C ++对带有unsigned int的重载函数的模糊调用

Question

This seems inconsistent. I have 3 functions f overloaded for signed types short , int and long long . If you pass an unsigned short then it gets promoted to the next biggest signed type int . However if you pass unsigned int then it doesn't get promoted to signed long long which is what I would expect, rather compiler complains about ambiguous call to overloaded function.

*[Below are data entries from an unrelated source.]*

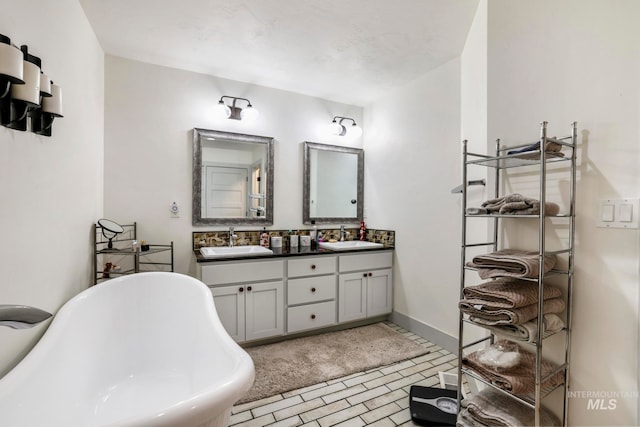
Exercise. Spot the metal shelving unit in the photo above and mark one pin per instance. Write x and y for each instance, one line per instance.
(134, 261)
(501, 162)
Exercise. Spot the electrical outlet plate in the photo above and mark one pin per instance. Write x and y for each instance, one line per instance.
(618, 213)
(175, 210)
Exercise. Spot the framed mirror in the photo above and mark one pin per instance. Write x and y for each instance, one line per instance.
(232, 178)
(333, 184)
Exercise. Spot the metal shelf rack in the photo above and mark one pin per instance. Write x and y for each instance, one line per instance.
(500, 163)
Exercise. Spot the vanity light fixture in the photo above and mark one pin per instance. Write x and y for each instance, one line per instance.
(26, 91)
(337, 128)
(232, 112)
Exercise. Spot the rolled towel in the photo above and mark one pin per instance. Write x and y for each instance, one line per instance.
(520, 379)
(550, 147)
(528, 331)
(490, 407)
(511, 263)
(477, 211)
(510, 316)
(507, 292)
(517, 204)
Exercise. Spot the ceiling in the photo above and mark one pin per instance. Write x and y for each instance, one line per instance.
(349, 51)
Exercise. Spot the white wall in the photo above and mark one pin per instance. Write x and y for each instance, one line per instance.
(569, 60)
(51, 188)
(412, 162)
(150, 112)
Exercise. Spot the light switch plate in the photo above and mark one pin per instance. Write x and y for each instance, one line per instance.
(618, 213)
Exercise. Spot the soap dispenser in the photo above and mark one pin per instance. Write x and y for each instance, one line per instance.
(313, 234)
(264, 238)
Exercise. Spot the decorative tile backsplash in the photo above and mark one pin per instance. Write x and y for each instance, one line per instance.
(221, 238)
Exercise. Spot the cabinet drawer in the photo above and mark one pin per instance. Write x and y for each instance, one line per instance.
(240, 272)
(311, 289)
(311, 316)
(311, 266)
(365, 261)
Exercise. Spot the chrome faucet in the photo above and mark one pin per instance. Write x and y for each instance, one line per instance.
(21, 316)
(232, 236)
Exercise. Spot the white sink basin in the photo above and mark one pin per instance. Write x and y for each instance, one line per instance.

void f(short x) { std::printf("f(short)\n"); }
void f(int x) { std::printf("f(int)\n"); }
void f(long long x) { std::printf("f(long long)\n"); }

int main()
{
    f((unsigned short)0); // Fine: calls f(int)
    // f((unsigned int)0); // Ambiguous: could be f(short), f(int) or f(long long) 
}

Answer 1

It is inconsistent, yes, but it is The Way The Language Is, and you have to cope, eg if you want f((unsigned int)0) to call the long long overload, then provide a wrapper,

inline void f(unsigned int x) { f((long long)x); }

The designers of C++ would have ideally liked to make both of your cases fail overload resolution. But there was this legacy thing (dating all the way back to "K&R" C), called "default argument promotion", that, essentially, says the compiler will implicitly convert all integer types narrower than int to int if necessary to match a function signature, and all floating point types narrower than double to double ditto.

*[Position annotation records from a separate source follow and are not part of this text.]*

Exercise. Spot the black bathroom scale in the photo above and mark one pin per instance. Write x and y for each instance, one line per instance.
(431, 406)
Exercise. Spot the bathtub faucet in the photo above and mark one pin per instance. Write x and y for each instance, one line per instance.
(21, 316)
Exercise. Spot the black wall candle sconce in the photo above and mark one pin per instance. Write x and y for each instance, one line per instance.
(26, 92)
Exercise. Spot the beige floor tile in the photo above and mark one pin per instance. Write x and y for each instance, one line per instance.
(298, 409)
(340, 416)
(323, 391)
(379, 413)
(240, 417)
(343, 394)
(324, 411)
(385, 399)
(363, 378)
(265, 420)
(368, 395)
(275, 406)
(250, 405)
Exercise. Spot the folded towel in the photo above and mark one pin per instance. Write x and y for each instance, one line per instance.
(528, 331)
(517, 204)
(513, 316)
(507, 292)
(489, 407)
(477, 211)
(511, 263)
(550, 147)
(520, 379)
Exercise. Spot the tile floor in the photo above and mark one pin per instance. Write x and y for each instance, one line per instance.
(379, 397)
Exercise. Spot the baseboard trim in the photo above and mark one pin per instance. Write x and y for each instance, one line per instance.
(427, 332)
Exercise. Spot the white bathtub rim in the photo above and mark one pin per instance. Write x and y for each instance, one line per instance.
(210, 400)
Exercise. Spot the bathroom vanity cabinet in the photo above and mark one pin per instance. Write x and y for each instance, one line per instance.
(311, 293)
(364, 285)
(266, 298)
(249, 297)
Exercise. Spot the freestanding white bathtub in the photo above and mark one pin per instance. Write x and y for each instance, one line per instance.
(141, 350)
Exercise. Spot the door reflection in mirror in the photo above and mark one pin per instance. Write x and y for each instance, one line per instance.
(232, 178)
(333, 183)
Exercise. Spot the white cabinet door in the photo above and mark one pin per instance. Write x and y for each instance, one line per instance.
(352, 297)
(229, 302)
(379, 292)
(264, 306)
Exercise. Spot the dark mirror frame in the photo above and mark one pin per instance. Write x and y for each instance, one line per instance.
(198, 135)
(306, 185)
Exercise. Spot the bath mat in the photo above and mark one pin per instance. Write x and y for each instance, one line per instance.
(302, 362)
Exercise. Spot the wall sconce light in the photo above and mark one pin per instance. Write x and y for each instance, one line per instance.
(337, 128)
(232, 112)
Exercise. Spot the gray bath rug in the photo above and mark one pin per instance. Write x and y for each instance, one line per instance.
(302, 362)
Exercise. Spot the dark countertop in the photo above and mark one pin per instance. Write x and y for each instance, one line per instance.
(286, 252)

So it's the f((unsigned short)0) case that is the odd man out, really.

Answer 2

http://en.cppreference.com/w/cpp/language/implicit_conversion

Integral promotion does not get you from unsigned int to long long .

Integral promotion does get you from unsigned short to int .

Integral conversion from unsigned int is considered equally good for your overloads.

Promotion ends at int and/or unsigned int unless your source type is an enum that requires a larger integral type to fit it.

Promotion is preferred to conversion, so your first case is unambiguous. In the second case, there is no promotion path, so your code is ambiguous.